Cadillac isn’t depending on personal car ownership to make money on transportation. The traditional rich person’s American luxury car brand has morphed into an upscale cruiser or statement SUV, and Cadillac sees its future changing as the automotive industry turns upside down, reports Venture Beat. The company would love to sell you a car today or in the future, but it is also preparing to transport you with future mobility services.
Cadillac president Johan de Nysschen told Venture Beat, “We know that our industry is at another inflection point. Two years ago in the luxury market baby boomers were displaced as the primary buyers, and by 2020, three of four luxury cars in the world will be bought by Gen Xers or Gen Yers … and they have new attitudes, new expectations, and are concentrated in cities.”
But owning and keeping a car in the city has problems. Horrible traffic, scarce parking, and monthly garage costs higher than car payments all add to the hassle and expense of city car ownership.
General Motors, Cadillac’s parent company, invested in Lyft’s ridesharing service as a strategic move to provide transportation in cities and elsewhere. Every Lyft driver needs a car, de Nysschen says, and carsharing services also need cars. Cadillac and General Motors intend to participate in those services.
Looking further ahead to fully autonomous cars, Cadillac sees the potential for mobility services to turn even greater profits without drivers, the greatest cost in the ridesharing business. “If we can inject more efficiency into the picture, we can channel that funding to commercially present opportunity restricted to our products,” said de Nysschen.

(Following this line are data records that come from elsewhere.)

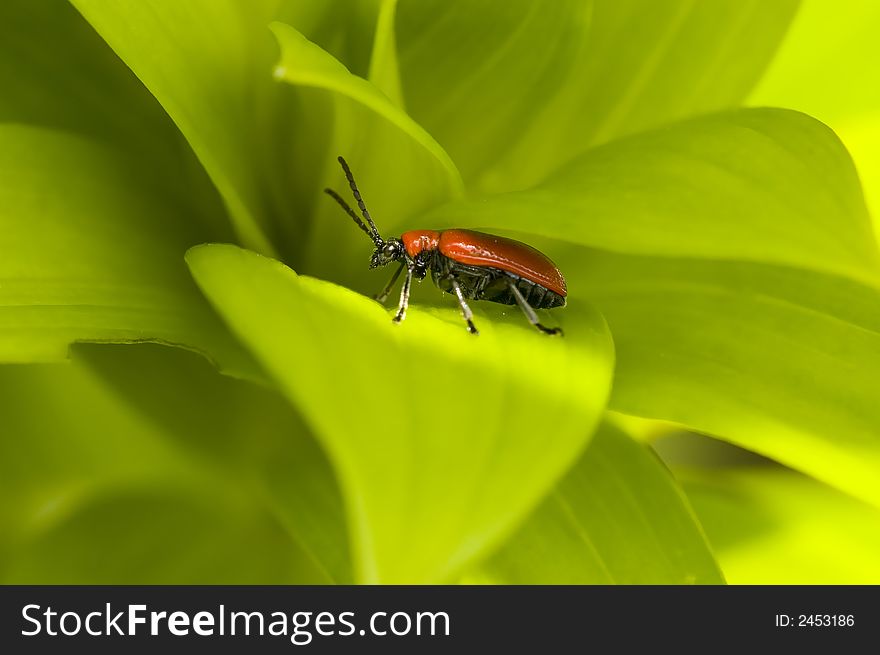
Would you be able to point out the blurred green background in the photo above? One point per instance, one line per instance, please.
(196, 388)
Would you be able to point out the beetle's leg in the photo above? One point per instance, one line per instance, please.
(465, 309)
(528, 311)
(404, 296)
(383, 295)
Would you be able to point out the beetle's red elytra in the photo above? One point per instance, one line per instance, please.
(468, 264)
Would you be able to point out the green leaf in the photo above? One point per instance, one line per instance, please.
(768, 345)
(384, 73)
(442, 441)
(758, 185)
(834, 83)
(208, 63)
(245, 435)
(515, 89)
(305, 64)
(155, 470)
(56, 72)
(399, 168)
(772, 526)
(776, 360)
(617, 517)
(92, 251)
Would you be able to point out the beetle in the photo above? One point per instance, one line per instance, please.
(468, 264)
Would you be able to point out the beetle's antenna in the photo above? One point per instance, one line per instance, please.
(350, 212)
(357, 196)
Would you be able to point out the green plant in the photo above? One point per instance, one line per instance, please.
(722, 267)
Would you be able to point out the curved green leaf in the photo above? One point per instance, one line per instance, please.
(772, 526)
(834, 83)
(441, 440)
(779, 361)
(207, 62)
(384, 73)
(617, 517)
(515, 89)
(158, 469)
(305, 64)
(399, 168)
(245, 435)
(760, 184)
(92, 251)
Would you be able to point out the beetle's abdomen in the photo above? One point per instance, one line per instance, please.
(479, 249)
(416, 241)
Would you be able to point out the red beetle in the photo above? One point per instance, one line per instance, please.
(472, 265)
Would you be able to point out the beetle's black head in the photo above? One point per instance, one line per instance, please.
(387, 252)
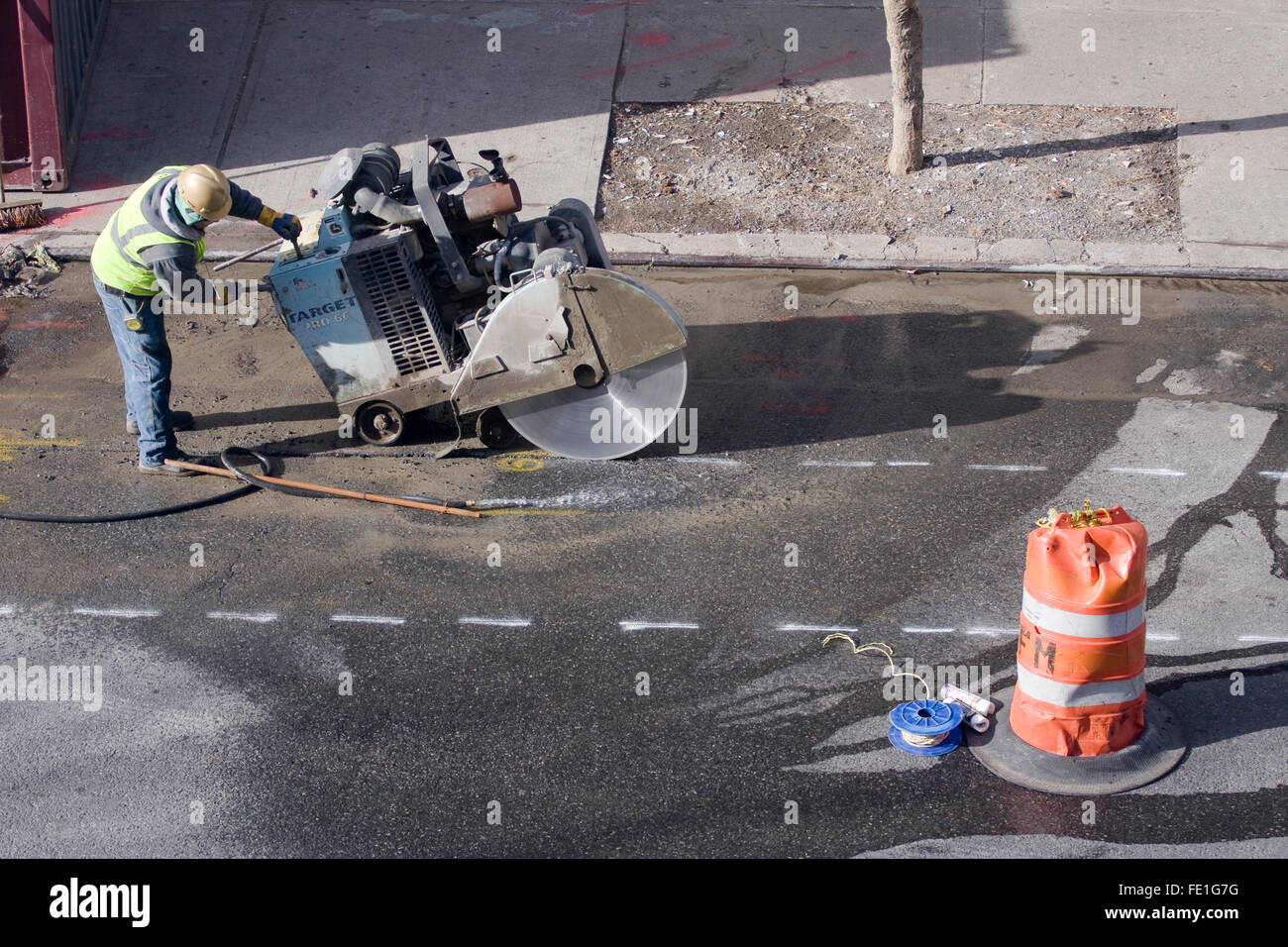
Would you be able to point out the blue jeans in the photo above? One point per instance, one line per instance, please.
(146, 361)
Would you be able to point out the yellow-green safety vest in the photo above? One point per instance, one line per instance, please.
(116, 258)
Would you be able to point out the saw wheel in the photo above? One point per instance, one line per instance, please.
(625, 412)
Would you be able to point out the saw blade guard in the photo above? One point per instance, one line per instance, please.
(587, 364)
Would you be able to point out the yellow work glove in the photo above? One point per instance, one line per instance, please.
(284, 226)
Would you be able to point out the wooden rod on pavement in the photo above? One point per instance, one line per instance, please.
(330, 491)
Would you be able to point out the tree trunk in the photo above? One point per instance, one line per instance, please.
(903, 34)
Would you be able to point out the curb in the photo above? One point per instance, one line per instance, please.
(866, 252)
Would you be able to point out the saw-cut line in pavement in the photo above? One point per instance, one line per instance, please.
(261, 617)
(117, 612)
(498, 622)
(838, 463)
(827, 629)
(717, 462)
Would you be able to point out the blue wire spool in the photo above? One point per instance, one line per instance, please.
(923, 719)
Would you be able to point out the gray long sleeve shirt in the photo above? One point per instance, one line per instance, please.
(175, 264)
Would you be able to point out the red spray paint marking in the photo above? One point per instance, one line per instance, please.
(798, 72)
(653, 39)
(600, 8)
(704, 47)
(784, 407)
(763, 359)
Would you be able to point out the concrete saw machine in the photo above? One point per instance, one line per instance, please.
(420, 290)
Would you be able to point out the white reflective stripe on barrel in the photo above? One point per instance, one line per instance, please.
(1089, 694)
(1078, 625)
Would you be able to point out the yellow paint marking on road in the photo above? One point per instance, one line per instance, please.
(513, 463)
(11, 440)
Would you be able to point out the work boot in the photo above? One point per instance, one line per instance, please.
(179, 420)
(165, 470)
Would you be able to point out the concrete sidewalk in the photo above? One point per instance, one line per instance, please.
(281, 85)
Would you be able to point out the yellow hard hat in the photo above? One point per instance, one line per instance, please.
(205, 189)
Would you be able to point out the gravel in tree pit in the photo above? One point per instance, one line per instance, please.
(992, 171)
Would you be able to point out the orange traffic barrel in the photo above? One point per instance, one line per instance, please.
(1081, 659)
(1077, 719)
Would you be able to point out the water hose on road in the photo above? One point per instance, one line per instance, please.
(254, 483)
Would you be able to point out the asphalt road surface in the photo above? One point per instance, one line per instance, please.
(500, 709)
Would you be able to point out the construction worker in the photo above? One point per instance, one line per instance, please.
(150, 249)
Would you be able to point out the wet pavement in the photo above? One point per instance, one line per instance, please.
(226, 635)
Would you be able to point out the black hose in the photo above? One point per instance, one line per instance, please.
(160, 510)
(253, 484)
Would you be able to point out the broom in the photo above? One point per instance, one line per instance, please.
(20, 213)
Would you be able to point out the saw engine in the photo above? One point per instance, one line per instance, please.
(420, 290)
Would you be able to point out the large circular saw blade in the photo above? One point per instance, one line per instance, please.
(622, 414)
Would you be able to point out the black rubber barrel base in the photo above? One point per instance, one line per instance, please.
(1155, 754)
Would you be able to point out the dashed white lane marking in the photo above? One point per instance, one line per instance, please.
(498, 622)
(719, 462)
(1150, 372)
(119, 612)
(828, 629)
(664, 625)
(261, 617)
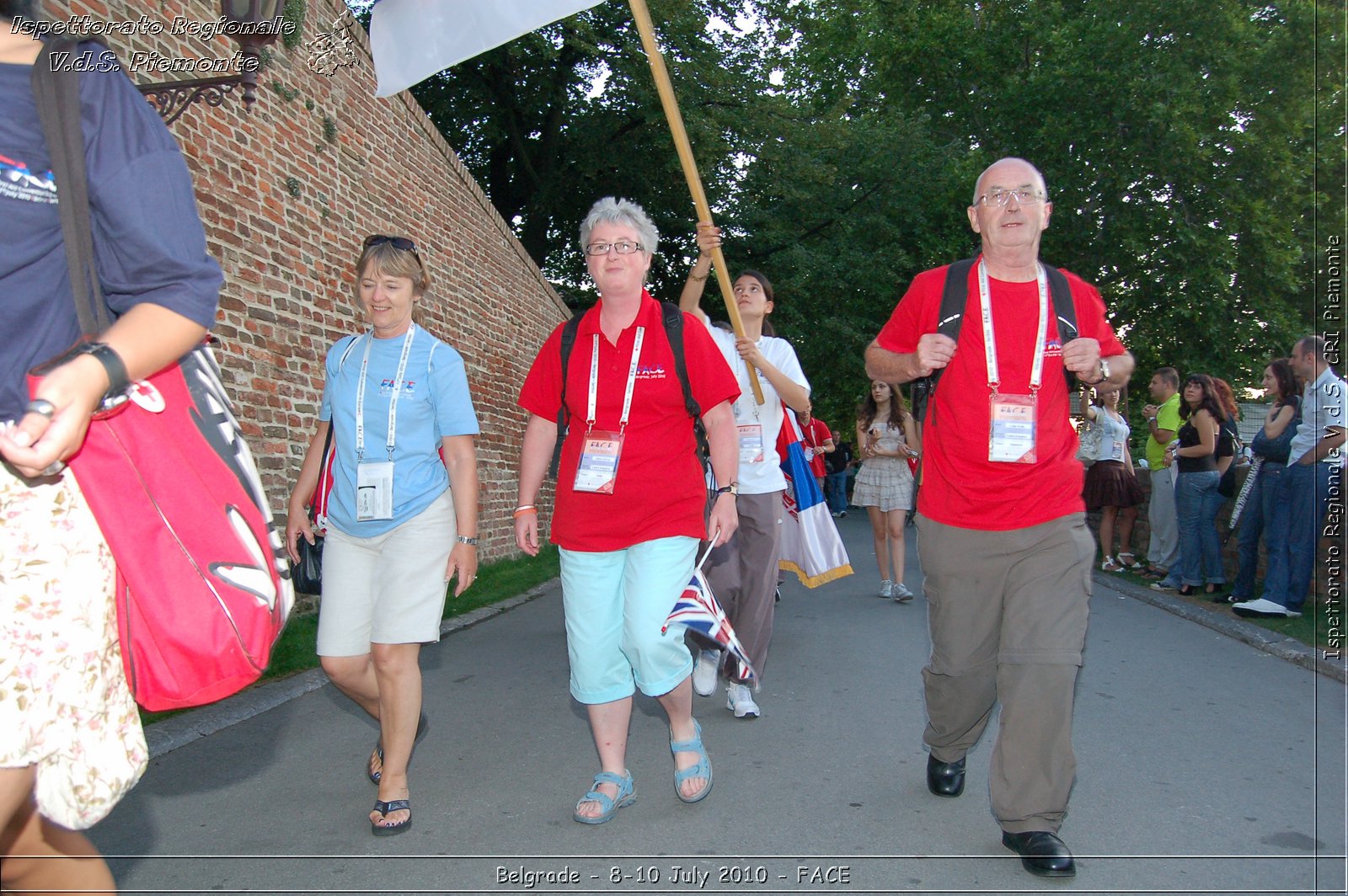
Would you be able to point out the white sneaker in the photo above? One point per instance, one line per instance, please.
(704, 673)
(739, 701)
(1260, 608)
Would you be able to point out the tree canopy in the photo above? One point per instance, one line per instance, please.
(839, 141)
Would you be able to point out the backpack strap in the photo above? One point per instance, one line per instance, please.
(564, 418)
(673, 318)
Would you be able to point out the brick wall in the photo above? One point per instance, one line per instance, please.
(289, 190)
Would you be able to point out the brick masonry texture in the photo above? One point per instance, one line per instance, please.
(289, 190)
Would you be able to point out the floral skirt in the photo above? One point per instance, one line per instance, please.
(65, 707)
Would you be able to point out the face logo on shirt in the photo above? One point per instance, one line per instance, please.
(19, 182)
(650, 371)
(386, 387)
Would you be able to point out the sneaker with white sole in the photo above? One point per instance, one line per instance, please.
(1264, 608)
(741, 701)
(704, 673)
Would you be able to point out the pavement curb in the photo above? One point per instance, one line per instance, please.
(1233, 627)
(185, 728)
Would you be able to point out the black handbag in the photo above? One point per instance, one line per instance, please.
(308, 574)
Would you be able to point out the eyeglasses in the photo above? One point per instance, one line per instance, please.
(1001, 197)
(622, 247)
(399, 243)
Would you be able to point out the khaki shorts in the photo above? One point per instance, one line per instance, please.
(388, 589)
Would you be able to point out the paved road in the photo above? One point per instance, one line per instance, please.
(1206, 765)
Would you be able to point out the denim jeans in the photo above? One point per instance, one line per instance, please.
(1254, 520)
(1197, 503)
(1294, 532)
(835, 491)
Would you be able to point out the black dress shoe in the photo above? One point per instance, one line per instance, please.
(945, 779)
(1041, 853)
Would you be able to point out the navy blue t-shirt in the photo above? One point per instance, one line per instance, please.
(147, 236)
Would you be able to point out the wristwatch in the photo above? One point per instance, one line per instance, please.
(1105, 374)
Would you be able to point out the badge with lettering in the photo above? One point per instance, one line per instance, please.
(752, 442)
(375, 491)
(597, 469)
(1013, 433)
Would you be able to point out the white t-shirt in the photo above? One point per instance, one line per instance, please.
(766, 475)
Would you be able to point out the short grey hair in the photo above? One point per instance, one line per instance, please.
(1038, 177)
(613, 211)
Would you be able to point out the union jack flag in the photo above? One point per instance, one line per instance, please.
(698, 610)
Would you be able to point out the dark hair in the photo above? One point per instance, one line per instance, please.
(1210, 401)
(1285, 376)
(867, 410)
(768, 294)
(1226, 397)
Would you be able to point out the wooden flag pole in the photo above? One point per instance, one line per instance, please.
(685, 155)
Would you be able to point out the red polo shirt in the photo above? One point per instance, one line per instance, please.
(660, 489)
(816, 435)
(960, 485)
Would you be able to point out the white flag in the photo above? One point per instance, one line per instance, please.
(413, 40)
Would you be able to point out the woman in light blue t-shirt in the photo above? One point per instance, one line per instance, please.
(402, 512)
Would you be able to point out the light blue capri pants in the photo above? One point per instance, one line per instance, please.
(617, 603)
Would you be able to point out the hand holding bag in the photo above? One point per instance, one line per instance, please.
(202, 589)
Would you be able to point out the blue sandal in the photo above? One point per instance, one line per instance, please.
(391, 806)
(701, 770)
(626, 797)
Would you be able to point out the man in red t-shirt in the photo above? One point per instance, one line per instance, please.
(1002, 531)
(817, 441)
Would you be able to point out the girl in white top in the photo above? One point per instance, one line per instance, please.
(743, 572)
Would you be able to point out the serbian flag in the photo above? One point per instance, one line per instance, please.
(413, 40)
(810, 543)
(698, 610)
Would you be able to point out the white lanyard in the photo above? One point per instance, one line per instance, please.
(393, 401)
(990, 343)
(631, 381)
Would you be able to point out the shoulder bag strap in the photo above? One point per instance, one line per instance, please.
(57, 93)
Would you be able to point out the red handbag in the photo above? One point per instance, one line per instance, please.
(202, 585)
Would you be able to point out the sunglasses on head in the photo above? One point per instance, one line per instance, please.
(398, 243)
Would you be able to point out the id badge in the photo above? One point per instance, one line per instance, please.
(752, 442)
(597, 469)
(1014, 429)
(375, 491)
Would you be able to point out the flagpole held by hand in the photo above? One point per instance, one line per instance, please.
(685, 155)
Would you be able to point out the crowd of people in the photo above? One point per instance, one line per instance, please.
(1193, 449)
(660, 449)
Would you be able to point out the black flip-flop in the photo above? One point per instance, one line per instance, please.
(422, 725)
(391, 806)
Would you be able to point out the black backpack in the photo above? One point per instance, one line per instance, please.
(673, 320)
(950, 317)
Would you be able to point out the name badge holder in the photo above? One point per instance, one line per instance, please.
(602, 449)
(375, 480)
(1014, 419)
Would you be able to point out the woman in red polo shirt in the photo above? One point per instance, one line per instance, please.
(630, 499)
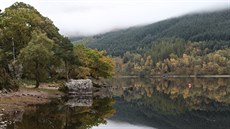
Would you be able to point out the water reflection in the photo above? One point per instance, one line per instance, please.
(184, 103)
(172, 104)
(58, 116)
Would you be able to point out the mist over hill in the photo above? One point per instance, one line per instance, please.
(207, 26)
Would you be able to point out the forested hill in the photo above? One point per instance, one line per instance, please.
(211, 26)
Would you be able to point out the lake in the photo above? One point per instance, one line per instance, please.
(134, 103)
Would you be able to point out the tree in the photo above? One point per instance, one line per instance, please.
(98, 63)
(37, 57)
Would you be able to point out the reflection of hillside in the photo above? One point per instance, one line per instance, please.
(204, 94)
(58, 116)
(171, 104)
(136, 113)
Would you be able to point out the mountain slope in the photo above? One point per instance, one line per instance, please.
(213, 26)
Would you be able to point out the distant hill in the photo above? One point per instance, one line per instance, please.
(211, 26)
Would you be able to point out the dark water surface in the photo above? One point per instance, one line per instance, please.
(133, 103)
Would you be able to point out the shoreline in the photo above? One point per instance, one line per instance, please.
(176, 76)
(17, 101)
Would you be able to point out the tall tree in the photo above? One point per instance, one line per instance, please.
(37, 57)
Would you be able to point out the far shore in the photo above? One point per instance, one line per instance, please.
(176, 76)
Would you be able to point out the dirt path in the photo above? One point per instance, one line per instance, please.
(17, 101)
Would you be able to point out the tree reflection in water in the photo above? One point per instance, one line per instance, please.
(57, 115)
(171, 104)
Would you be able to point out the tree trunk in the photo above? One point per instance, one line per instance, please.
(67, 70)
(37, 77)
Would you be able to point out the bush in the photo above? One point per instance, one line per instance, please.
(6, 82)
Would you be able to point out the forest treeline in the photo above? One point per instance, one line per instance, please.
(32, 48)
(208, 26)
(178, 57)
(195, 44)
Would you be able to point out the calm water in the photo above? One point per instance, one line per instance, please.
(183, 103)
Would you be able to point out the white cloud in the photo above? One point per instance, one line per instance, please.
(96, 16)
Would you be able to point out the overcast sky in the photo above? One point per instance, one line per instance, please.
(88, 17)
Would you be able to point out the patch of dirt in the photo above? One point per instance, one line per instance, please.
(17, 101)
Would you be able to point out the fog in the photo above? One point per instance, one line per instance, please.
(89, 17)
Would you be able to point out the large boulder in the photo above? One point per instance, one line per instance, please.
(79, 87)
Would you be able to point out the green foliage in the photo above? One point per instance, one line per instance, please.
(6, 82)
(211, 26)
(30, 41)
(37, 57)
(92, 62)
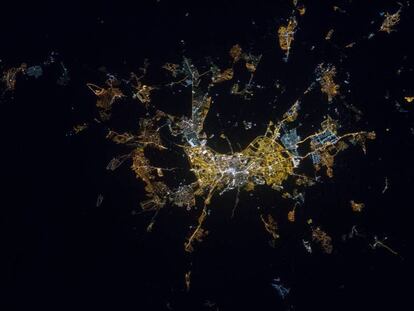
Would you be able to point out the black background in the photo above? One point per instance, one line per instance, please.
(64, 253)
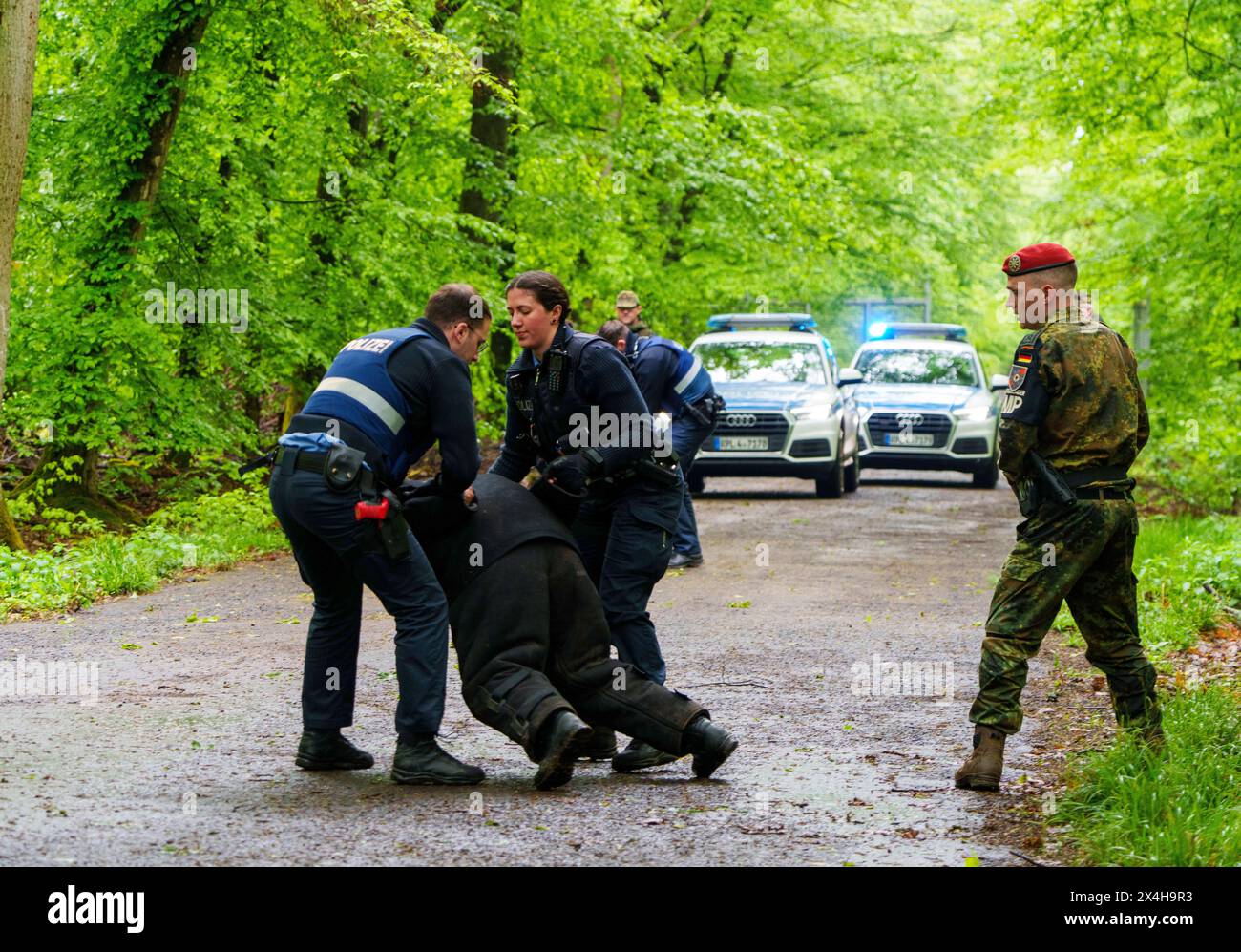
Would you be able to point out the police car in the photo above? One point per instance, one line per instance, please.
(789, 413)
(925, 404)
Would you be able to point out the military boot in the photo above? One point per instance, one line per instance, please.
(710, 745)
(421, 760)
(983, 769)
(326, 750)
(559, 740)
(602, 746)
(640, 756)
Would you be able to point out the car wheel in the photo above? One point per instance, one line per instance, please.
(831, 485)
(988, 476)
(852, 473)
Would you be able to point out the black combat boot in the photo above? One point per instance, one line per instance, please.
(420, 760)
(640, 756)
(602, 746)
(326, 750)
(985, 765)
(558, 744)
(710, 745)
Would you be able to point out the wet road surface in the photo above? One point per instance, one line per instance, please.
(836, 638)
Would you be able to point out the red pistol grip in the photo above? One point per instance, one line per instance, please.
(370, 510)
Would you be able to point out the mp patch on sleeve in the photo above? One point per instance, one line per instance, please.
(1025, 400)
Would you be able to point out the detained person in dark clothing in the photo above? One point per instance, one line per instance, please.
(575, 411)
(384, 401)
(532, 637)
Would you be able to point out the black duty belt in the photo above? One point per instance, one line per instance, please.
(1093, 475)
(1103, 493)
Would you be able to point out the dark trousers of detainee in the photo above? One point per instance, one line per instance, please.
(533, 640)
(338, 555)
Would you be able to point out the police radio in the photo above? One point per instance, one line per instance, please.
(557, 370)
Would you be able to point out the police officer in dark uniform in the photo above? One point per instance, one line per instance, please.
(533, 640)
(384, 401)
(674, 381)
(565, 392)
(1072, 422)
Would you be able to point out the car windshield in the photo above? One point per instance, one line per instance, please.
(762, 363)
(917, 367)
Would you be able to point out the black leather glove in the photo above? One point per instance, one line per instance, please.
(567, 473)
(557, 497)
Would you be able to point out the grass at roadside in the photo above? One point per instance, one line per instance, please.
(1128, 808)
(1125, 807)
(210, 531)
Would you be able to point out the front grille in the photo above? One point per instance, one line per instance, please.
(969, 446)
(810, 448)
(937, 425)
(739, 423)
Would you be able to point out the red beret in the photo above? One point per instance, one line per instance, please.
(1037, 257)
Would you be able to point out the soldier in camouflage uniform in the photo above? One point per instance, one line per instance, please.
(1074, 400)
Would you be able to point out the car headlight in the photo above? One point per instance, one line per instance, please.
(813, 413)
(976, 411)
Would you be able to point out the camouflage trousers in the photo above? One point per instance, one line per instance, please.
(1083, 556)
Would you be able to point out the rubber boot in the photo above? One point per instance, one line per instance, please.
(561, 737)
(983, 769)
(326, 750)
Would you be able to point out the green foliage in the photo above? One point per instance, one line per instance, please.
(211, 531)
(1174, 560)
(1129, 150)
(1127, 807)
(711, 157)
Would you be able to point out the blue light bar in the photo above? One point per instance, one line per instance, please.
(916, 329)
(755, 322)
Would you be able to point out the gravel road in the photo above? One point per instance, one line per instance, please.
(789, 634)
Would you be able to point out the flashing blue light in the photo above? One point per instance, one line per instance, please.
(757, 322)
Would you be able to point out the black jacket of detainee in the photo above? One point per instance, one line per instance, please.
(460, 547)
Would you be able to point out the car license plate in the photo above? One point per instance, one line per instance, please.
(909, 439)
(741, 442)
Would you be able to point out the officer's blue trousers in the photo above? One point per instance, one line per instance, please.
(687, 434)
(338, 555)
(625, 540)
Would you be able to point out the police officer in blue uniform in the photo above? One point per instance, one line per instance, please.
(674, 381)
(384, 401)
(563, 393)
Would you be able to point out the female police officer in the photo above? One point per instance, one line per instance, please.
(571, 406)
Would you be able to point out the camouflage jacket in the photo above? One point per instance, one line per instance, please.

Cadillac will continue to build and sell cars to individual owners as long as there is a market. Rather than watch the markets drift away and go away with them, however, the company is investing in technology and building on experiences such as the Lyft investment to have a big share of future mobility service markets. “On the one hand, these new technologies will spell the demise of the traditional car industry,” Nysschen said. “But they are also an opportunity … as more people start using car services, they need automobiles.”